Events are append-only and ordered per request.

  • status: lifecycle/status updates for UI progress
  • reasoning: optional model reasoning text
  • tool-call: tool invocation start (id, name, args)
  • tool-output: incremental tool output for the call id
  • tool-result: tool completion (success/error, structured error detail)
  • text-delta: assistant text stream chunks
  • usage: token usage for the current generation step
  • checklist: inline task checklist with group ID, title, and items
  • error: terminal stream error

Invariants

  • Every request completes with either a chat.done or chat.error RPC message.
  • tool-output/tool-result reference a prior tool-call id.
  • Unknown event fields are ignored by clients (forward compatibility).
  • Error detail payloads are structured and stable.

Versioning

  • The protocol is versioned and negotiated by capability handshake.
  • Additive changes are preferred; breaking changes require version bump.

Transport stance

  • Transport is an implementation detail.
  • HTTP+SSE and WebSocket RPC are both supported.
  • New transports must preserve this contract and ordering guarantees.

RPC baseline (WebSocket)

RPC uses JSON envelopes with transport request id (rpc_*), type, and optional payload.
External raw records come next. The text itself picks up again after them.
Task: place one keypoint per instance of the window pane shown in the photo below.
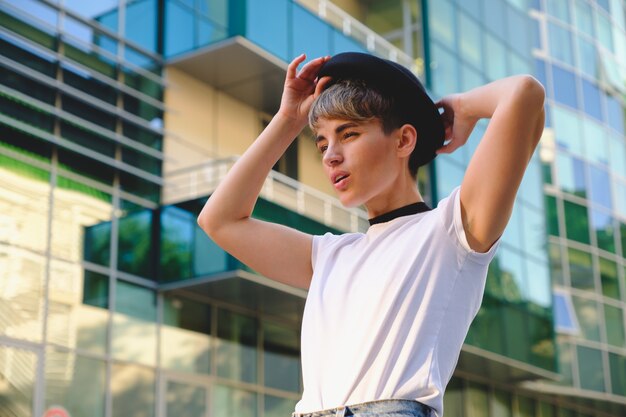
(470, 43)
(584, 16)
(560, 43)
(440, 15)
(281, 356)
(614, 317)
(594, 133)
(588, 318)
(185, 335)
(237, 346)
(591, 100)
(609, 277)
(576, 222)
(185, 399)
(564, 86)
(559, 9)
(581, 269)
(76, 383)
(133, 389)
(496, 57)
(604, 229)
(78, 312)
(587, 57)
(590, 368)
(568, 130)
(617, 363)
(556, 265)
(600, 187)
(278, 407)
(17, 372)
(135, 318)
(228, 401)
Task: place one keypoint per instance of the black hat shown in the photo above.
(394, 80)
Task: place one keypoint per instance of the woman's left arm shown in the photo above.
(495, 171)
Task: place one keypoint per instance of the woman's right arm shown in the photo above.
(278, 252)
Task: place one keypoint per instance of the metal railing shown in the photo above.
(375, 43)
(201, 180)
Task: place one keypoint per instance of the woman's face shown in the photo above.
(359, 159)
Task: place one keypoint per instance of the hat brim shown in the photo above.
(390, 78)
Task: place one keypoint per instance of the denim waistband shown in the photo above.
(378, 407)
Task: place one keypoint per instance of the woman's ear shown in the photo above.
(407, 139)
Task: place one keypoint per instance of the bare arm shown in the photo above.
(276, 251)
(494, 174)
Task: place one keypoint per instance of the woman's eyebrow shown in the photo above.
(338, 130)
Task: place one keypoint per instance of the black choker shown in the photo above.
(407, 210)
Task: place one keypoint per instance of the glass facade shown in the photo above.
(113, 303)
(582, 58)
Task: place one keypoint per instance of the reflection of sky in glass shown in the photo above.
(90, 9)
(600, 187)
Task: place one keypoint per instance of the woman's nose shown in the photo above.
(332, 156)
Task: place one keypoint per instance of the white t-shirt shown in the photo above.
(388, 310)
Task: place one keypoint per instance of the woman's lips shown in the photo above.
(342, 184)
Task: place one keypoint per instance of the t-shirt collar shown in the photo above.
(407, 210)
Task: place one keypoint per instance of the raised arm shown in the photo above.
(495, 171)
(276, 251)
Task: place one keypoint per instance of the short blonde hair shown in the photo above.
(355, 101)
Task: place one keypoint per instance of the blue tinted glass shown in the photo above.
(445, 79)
(560, 43)
(563, 314)
(570, 174)
(208, 31)
(141, 23)
(615, 114)
(564, 86)
(470, 45)
(584, 17)
(177, 228)
(531, 189)
(313, 46)
(591, 100)
(449, 176)
(595, 138)
(494, 15)
(496, 57)
(587, 57)
(617, 155)
(343, 43)
(600, 186)
(538, 283)
(266, 25)
(178, 28)
(518, 31)
(440, 20)
(534, 224)
(559, 9)
(604, 4)
(471, 7)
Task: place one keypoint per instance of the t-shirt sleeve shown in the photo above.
(451, 216)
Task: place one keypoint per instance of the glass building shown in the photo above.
(119, 117)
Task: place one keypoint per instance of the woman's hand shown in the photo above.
(302, 88)
(457, 123)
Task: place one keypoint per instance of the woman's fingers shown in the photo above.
(293, 66)
(311, 68)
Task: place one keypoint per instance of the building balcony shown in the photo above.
(242, 47)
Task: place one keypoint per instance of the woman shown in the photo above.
(387, 311)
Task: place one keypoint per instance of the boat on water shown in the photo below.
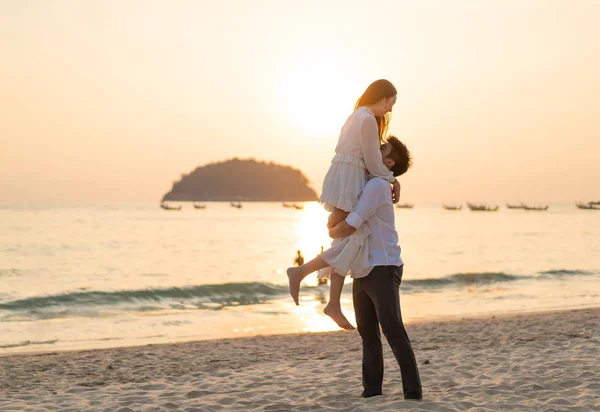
(537, 208)
(452, 207)
(588, 206)
(166, 206)
(482, 207)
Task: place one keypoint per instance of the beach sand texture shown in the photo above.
(548, 361)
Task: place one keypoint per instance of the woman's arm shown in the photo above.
(371, 150)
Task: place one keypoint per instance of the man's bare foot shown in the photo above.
(338, 317)
(294, 279)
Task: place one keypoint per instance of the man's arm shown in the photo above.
(371, 198)
(342, 229)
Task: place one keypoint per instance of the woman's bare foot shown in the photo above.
(338, 317)
(295, 276)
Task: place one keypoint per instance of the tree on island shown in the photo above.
(242, 179)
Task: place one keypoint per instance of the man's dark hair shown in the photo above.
(400, 155)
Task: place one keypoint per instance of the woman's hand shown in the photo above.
(396, 191)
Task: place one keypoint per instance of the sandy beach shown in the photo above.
(548, 361)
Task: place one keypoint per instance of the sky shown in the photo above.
(113, 100)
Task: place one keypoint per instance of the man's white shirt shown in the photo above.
(376, 209)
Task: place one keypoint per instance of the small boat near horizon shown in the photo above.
(474, 207)
(588, 206)
(452, 207)
(539, 208)
(166, 206)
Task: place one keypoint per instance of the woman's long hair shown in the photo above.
(379, 89)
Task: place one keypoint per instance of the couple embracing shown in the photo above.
(360, 190)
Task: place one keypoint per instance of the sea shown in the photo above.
(99, 275)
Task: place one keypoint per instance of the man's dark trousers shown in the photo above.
(377, 301)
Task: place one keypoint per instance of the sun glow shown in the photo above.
(317, 94)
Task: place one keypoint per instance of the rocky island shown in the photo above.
(242, 179)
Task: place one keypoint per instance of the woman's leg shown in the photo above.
(295, 275)
(336, 217)
(334, 308)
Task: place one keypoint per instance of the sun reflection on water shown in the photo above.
(311, 233)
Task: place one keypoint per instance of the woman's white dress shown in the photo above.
(357, 157)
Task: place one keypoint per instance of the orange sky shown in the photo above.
(112, 100)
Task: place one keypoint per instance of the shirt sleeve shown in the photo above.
(371, 150)
(370, 200)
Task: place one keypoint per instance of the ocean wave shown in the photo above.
(84, 303)
(28, 343)
(459, 279)
(227, 294)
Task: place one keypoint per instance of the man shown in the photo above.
(376, 296)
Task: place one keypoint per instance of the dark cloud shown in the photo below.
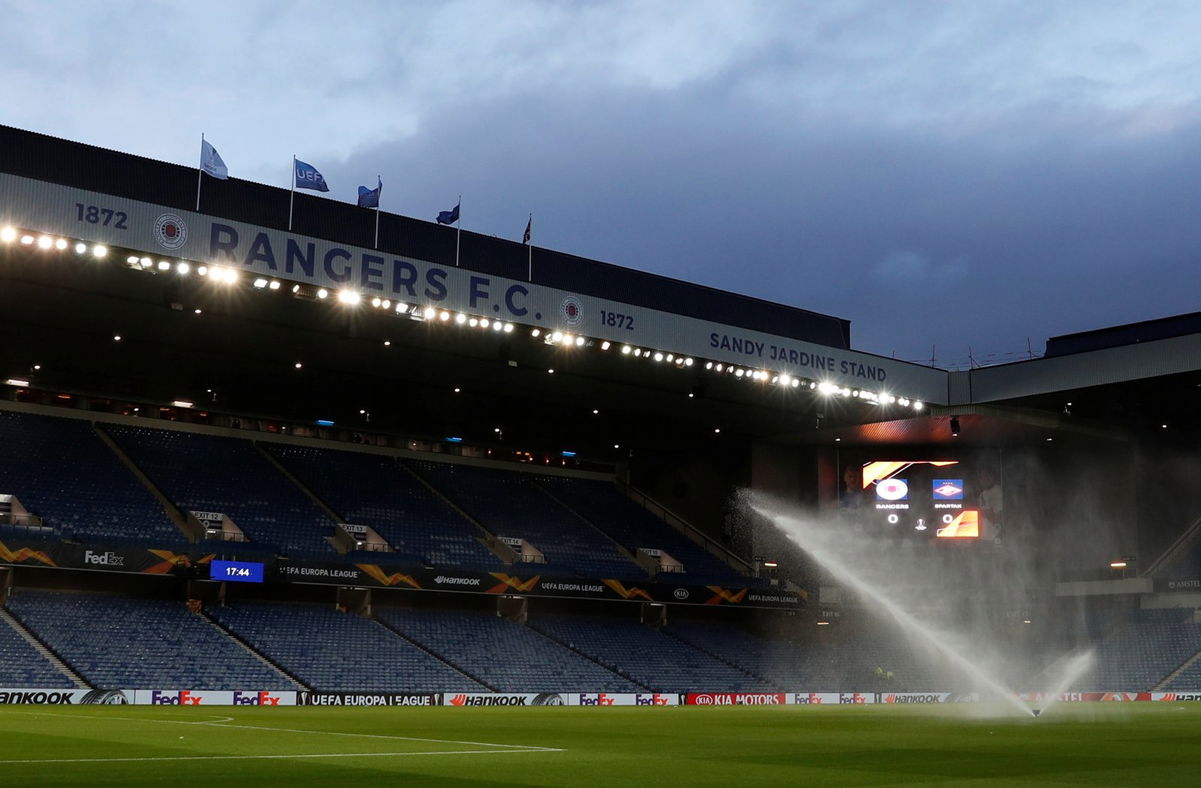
(943, 174)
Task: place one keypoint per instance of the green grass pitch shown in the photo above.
(1147, 744)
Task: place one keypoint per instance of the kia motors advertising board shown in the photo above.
(736, 698)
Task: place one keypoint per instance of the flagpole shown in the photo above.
(292, 197)
(380, 184)
(199, 174)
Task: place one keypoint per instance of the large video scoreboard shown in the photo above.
(921, 497)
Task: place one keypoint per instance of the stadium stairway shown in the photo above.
(567, 643)
(262, 657)
(13, 654)
(698, 643)
(173, 512)
(291, 477)
(437, 656)
(503, 551)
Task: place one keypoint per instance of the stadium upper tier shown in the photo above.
(290, 499)
(117, 642)
(334, 651)
(507, 656)
(63, 472)
(380, 491)
(209, 473)
(508, 505)
(651, 658)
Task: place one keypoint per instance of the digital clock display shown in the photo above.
(235, 571)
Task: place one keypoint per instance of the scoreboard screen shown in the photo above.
(235, 571)
(920, 496)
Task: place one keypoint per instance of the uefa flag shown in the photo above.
(449, 216)
(309, 178)
(211, 162)
(370, 197)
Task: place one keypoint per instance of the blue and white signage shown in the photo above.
(235, 571)
(97, 218)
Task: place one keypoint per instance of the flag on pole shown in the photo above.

Domain task ids are separate (task_*).

Authentication:

  • HTTP endpoints use Authorization: Bearer <apiKey>.
  • WebSocket RPC uses Bearer auth via sec-websocket-protocol (bearer.<apiKey>).

Client methods:

  • status.get
  • chat.start (request payload)
  • chat.abort (request id)
  • task.status (task id)

Server responses:

  • status.result
  • chat.accepted (includes taskId)
  • chat.queued
  • chat.started
  • chat.event
  • chat.done
  • chat.error (may include errorId)
  • chat.abort.result
  • task.status.result
  • error

Queue semantics:

  • Only one chat request runs per connection at a time.
  • Additional chat.start requests are accepted and reported as chat.queued with a 1-based position.
  • Queue positions are re-emitted on queue changes (abort/dequeue) so clients can keep ordering accurate.
  • chat.abort targets request id, while task lifecycle/state uses task id.